Friday 19 February 2010

snowing slowing growing

It is, as everyone knows, a late start to the growing season this year. Growers using heated houses or tunnels are little affected but most of the traditional UK flower market is still, happily, weather dependent. You can help things along in an unheated tunnel, but if it keeps freezing there's little you can do but wait and hope that the buds will eventually move from slumber to open up. I have decided to work directly with a couple of small Cornish growers to help things along here to bulk up the few winter offerings we do produce, but even these southwesterly growers are having difficulty getting their usually early crops to deliver early this year. But it's great having the conversations with other growers, and realising we're all in the same boat. Particularly as I have been feeling a little despondent about the futility of my enterprise when confronted with yet another day of snow showers.

Look out for some beautiful anemones when my mail order season starts in a couple of weeks, particularly some spectacular albino white forms and deepest velvety red. They will make their first appearance here in Mother's Day bouquets, which will be available to order from March 1st. I will send out bouquets including Cornish flowers on Thursdays and Fridays to ensure they are as fresh as my own.

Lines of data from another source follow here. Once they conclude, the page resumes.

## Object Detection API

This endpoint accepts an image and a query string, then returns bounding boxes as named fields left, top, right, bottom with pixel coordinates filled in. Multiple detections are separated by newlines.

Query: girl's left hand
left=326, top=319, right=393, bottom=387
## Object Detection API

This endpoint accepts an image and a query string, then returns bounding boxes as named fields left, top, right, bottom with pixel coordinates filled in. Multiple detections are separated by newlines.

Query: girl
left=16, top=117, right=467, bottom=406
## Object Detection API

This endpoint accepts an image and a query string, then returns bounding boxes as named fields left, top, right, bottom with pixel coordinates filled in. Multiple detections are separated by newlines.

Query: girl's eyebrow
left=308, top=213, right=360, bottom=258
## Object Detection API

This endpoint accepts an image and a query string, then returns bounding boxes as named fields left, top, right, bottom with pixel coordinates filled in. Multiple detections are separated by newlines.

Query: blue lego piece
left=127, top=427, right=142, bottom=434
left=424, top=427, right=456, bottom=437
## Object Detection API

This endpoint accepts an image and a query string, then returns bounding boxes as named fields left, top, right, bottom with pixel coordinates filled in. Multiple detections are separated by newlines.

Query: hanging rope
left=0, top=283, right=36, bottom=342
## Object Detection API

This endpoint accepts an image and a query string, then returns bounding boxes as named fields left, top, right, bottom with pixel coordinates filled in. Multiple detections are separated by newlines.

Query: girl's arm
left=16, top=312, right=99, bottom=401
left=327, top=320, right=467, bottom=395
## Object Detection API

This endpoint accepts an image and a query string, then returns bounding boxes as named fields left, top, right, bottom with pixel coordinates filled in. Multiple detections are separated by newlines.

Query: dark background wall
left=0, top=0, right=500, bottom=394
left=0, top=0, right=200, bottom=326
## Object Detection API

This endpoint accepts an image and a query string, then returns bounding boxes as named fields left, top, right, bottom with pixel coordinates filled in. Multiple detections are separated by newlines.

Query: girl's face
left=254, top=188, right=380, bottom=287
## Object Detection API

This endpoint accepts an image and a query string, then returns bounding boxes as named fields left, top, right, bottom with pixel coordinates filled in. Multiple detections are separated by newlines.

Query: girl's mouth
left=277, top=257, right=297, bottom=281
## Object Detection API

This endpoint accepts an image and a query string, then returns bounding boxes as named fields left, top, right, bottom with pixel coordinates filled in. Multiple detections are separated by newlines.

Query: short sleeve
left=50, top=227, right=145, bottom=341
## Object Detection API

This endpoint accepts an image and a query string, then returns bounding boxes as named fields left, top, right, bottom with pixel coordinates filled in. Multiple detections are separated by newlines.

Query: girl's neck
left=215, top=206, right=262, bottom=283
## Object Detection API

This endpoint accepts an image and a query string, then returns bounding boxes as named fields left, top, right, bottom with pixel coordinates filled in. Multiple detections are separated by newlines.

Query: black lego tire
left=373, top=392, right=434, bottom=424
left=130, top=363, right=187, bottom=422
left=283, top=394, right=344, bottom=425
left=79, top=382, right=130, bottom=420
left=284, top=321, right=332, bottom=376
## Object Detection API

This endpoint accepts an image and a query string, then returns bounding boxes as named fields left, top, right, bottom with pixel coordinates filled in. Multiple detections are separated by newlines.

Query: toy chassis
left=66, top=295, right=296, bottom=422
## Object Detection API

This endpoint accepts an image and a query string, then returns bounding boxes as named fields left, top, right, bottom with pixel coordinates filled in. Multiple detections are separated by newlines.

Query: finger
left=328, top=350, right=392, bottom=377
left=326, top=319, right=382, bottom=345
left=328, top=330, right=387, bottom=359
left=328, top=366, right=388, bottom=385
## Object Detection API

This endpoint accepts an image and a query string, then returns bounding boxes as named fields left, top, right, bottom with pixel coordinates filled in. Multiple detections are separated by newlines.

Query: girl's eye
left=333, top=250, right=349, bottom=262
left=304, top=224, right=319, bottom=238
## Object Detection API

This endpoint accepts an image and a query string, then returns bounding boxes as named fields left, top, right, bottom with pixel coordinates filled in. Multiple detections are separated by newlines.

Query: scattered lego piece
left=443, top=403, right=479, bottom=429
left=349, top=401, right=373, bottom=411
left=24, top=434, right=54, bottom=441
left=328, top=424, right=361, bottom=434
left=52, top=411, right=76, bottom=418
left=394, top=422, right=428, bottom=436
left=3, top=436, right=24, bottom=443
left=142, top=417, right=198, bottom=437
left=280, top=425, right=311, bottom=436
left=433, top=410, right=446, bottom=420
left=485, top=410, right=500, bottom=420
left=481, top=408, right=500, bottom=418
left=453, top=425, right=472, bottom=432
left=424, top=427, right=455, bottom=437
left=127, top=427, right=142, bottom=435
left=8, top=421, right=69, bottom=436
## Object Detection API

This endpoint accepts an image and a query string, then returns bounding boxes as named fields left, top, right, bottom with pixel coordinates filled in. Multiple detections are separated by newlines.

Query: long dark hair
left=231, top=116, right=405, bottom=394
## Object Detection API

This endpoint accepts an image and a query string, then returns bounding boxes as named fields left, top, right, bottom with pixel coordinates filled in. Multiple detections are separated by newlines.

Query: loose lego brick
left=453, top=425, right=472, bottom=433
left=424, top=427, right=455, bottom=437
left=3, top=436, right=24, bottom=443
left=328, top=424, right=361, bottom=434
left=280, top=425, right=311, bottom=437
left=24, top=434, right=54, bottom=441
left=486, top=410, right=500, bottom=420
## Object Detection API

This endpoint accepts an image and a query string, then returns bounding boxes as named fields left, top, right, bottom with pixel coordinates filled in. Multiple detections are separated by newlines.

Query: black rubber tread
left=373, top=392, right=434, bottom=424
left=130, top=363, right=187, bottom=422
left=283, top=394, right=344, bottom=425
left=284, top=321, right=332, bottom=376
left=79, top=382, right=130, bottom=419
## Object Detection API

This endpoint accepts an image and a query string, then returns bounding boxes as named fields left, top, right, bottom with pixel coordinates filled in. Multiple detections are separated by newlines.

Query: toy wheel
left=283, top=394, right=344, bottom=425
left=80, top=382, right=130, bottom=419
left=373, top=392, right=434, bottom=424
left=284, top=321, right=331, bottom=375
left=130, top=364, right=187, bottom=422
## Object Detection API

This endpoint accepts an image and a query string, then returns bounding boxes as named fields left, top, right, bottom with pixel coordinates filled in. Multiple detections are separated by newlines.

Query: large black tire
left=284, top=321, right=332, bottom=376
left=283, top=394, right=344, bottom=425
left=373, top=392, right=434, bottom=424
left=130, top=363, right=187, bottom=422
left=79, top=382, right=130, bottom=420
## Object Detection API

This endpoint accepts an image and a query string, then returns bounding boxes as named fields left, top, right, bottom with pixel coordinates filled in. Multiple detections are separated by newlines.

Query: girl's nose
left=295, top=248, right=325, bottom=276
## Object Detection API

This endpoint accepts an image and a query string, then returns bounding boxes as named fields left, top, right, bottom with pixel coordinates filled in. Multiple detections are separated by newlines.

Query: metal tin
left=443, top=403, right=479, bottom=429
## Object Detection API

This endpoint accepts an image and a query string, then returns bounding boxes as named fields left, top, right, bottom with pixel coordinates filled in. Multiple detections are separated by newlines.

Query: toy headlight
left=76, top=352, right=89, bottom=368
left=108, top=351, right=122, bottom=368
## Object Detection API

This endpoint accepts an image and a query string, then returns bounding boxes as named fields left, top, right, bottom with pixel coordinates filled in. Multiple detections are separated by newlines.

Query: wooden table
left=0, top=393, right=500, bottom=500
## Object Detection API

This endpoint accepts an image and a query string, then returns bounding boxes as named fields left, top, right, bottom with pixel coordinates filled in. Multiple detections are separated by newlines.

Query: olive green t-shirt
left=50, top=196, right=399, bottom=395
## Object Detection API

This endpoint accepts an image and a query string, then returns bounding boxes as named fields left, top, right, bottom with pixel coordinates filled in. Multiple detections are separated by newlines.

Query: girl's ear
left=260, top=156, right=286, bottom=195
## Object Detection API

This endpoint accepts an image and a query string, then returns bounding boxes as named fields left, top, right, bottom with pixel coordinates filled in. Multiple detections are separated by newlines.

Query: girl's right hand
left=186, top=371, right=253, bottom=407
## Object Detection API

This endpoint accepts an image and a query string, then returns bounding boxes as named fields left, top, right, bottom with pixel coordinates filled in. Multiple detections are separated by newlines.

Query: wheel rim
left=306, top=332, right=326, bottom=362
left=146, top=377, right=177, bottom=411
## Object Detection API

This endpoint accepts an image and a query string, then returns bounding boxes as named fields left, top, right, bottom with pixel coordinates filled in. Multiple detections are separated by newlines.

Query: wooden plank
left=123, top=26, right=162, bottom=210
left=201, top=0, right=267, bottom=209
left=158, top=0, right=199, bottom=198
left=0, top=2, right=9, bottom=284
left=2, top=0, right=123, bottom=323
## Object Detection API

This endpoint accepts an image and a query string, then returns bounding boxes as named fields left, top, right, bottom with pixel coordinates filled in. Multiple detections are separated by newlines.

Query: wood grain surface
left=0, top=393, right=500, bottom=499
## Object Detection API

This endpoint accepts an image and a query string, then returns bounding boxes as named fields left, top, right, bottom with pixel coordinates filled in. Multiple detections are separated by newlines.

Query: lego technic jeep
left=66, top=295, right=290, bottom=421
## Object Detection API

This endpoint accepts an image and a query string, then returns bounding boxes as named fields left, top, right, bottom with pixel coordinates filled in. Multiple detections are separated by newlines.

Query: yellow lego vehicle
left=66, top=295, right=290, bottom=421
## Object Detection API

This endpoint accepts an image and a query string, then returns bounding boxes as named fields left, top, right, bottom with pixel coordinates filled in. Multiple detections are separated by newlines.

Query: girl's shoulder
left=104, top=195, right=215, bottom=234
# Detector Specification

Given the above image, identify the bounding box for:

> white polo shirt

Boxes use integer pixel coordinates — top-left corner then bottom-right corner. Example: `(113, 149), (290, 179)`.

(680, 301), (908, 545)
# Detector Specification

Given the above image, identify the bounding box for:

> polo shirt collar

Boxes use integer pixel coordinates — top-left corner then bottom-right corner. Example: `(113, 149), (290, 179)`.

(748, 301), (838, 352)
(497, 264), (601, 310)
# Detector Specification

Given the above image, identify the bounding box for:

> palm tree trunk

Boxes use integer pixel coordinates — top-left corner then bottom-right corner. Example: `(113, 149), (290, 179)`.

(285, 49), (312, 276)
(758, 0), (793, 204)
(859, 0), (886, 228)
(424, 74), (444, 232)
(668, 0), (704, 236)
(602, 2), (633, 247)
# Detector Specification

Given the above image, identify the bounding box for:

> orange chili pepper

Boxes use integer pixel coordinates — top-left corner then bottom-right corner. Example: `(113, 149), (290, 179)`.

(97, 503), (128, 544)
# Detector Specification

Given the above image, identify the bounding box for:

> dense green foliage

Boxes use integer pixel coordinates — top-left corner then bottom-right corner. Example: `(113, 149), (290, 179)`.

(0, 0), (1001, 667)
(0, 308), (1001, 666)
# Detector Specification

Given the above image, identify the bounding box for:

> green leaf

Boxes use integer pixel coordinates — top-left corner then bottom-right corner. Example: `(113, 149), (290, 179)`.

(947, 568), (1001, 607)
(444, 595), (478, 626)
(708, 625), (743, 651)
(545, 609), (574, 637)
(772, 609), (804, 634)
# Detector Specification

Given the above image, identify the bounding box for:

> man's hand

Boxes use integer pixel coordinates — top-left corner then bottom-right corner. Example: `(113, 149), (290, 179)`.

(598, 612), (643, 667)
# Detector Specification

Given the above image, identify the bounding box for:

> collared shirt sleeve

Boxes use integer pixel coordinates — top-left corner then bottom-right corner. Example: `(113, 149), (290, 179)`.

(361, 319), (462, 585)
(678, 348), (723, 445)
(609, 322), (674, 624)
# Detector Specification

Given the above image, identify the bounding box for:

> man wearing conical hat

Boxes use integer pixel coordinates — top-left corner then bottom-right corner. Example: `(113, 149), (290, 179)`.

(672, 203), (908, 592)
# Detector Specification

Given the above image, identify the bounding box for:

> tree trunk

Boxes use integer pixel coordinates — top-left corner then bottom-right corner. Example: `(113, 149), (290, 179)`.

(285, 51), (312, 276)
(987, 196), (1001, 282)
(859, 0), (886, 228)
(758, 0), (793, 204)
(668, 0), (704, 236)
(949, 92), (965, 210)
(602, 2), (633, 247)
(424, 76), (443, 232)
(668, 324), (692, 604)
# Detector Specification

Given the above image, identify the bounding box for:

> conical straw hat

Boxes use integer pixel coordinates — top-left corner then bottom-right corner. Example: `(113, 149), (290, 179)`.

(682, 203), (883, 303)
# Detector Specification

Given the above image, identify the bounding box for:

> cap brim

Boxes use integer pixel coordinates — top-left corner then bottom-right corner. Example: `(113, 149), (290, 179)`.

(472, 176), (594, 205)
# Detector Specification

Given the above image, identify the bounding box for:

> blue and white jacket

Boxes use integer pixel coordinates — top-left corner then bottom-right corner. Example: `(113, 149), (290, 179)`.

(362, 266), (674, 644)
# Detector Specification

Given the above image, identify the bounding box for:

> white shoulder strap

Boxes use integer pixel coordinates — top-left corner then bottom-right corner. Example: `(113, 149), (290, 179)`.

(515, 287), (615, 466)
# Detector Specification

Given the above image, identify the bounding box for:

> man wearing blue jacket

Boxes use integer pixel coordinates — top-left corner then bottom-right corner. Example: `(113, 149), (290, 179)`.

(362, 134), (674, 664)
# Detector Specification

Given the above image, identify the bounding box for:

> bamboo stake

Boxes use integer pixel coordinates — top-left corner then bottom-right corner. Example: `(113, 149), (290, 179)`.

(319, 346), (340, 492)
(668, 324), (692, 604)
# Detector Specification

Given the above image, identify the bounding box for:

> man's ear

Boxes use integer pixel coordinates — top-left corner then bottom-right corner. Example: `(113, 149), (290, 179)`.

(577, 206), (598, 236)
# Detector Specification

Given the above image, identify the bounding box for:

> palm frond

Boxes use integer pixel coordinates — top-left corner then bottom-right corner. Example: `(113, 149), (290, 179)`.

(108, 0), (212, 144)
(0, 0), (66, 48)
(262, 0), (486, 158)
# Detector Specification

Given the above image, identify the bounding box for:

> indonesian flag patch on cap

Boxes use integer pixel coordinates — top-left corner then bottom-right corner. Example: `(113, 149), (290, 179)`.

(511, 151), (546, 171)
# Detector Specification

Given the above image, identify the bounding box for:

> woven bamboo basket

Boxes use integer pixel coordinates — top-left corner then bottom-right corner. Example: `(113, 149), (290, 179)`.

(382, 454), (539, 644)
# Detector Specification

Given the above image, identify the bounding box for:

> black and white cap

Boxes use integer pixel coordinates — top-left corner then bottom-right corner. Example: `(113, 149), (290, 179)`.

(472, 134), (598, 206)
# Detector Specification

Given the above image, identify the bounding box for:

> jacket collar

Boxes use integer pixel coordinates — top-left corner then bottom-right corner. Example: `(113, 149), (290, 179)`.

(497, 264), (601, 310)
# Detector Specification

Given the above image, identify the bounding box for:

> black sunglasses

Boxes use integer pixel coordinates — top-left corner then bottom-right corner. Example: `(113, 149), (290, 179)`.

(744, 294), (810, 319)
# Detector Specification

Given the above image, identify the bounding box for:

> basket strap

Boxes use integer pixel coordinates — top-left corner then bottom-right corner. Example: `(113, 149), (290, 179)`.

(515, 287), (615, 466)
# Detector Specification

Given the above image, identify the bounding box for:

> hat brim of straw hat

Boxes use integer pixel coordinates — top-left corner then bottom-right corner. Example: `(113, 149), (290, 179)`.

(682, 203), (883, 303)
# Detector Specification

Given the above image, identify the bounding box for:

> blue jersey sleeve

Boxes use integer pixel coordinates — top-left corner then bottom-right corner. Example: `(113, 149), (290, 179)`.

My aim this year is to supply bouquets that even the most attentive gardener will find interesting. One of the great and good gardeners (but to my shame I can't recall which one) once said that a salad should always have at least ten different varieties of leaf and flower in it. I'm aiming to do the same with our flowers, trying to ensure that there are at least ten different types of flower in each bunch. I believe it is this personal touch that encourages people to choose our flowers rather than more mainstream options, and the advantage of growing our own is that we can ensure that wide variety, and can ensure that everything is freshly picked to condition for a day before moving out. The flowers we are bringing in from Cornwall arrive here within a day of being picked so they are also as fresh as can be.